Les rumeurs se propagent rapidement, alimentées par un passé de dérives financières lors des précédentes crises. « Certains nient l’existence même de la maladie », souligne le Dr Pablo Paluku Lwanzo, responsable médical à Butembo. Ces accusations, parfois accompagnées de violences, compliquent la tâche des travailleurs humanitaires sur le terrain.
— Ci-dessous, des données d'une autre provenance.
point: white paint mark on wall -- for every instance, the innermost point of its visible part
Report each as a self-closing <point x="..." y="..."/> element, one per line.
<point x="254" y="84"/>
Une propagation fulgurante du virus
Au 13 juillet 2026, les chiffres officiels font état de 122 cas confirmés et 77 décès à Butembo, ainsi que 31 cas et 20 décès à Beni. Pour Hugo Soubrier, épidémiologiste de MSF, ces données sous-estiment la réalité : « Les malades arrivent trop tard dans les structures de santé, ce qui explique la mortalité élevée ». Près de la moitié des personnes infectées ont été en contact avec des cas non identifiés, aggravant la propagation.
Un centre innovant pour concilier isolement et soutien familial
Denise suit chaque jour sa sœur, hospitalisée dans le nouveau centre d’isolement de Butembo. Grâce à une vitre, elle peut la voir sans risque. « Savoir qu’elle est entre de bonnes mains me soulage », confie-t-elle. Ce dispositif, inauguré début juillet, permet d’isoler les patients tout en maintenant un lien avec leurs proches.
« Notre objectif est double : limiter la transmission du virus et rassurer les familles », explique Delmas Kalemba, responsable logistique de MSF. À Butembo, l’organisation a transformé un bâtiment de l’hôpital général pour y installer un centre de 35 lits.
Impliquer les communautés locales pour une réponse efficace
Pour endiguer l’épidémie, qui touche désormais les provinces de la Tshopo et du Haut-Uélé, MSF mise sur l’implication directe des habitants. « Ce sont eux qui connaissent le terrain et savent comment aborder cette maladie », souligne Margot Grelet, cheffe de projet. Les équipes médicales apportent leur expertise et leur matériel, tandis que les leaders communautaires et religieux aident à adapter les messages de prévention.
L’objectif ? Inciter la population à consulter dès les premiers symptômes pour maximiser les chances de guérison.
Des relais communautaires pour briser les barrières de la méfiance
À Beni, comme à Butembo, MSF s’appuie sur des acteurs locaux pour diffuser des informations fiables. « Nous travaillons avec les chefs de groupement, les leaders religieux et les associations pour toucher un maximum de personnes », précise Delphine Ferry, responsable de la promotion de la santé. Sur le terrain, 150 relais communautaires formés répondent aux questions des familles sur le virus Bundibugyo et les protocoles sanitaires.
Des soins de proximité pour réduire la peur et sauver des vies
MSF mise sur des solutions concrètes pour rapprocher les soins des populations. Un centre de 26 lits est en cours de finalisation près de l’hôpital de référence de Beni, tandis que l’organisation soutient deux centres de santé locaux en leur offrant des soins primaires gratuits. Douze chambres d’observation ont été aménagées dans les aires de santé de Kanzulinzuli et Malepe, et onze autres sont en construction à Madrandele et Kasabinyole. Ces espaces permettent d’isoler et soigner les cas suspects en sécurité, tout en préservant un contact visuel avec les proches.
*Les prénoms ont été modifiés pour protéger l’identité des personnes interrogées.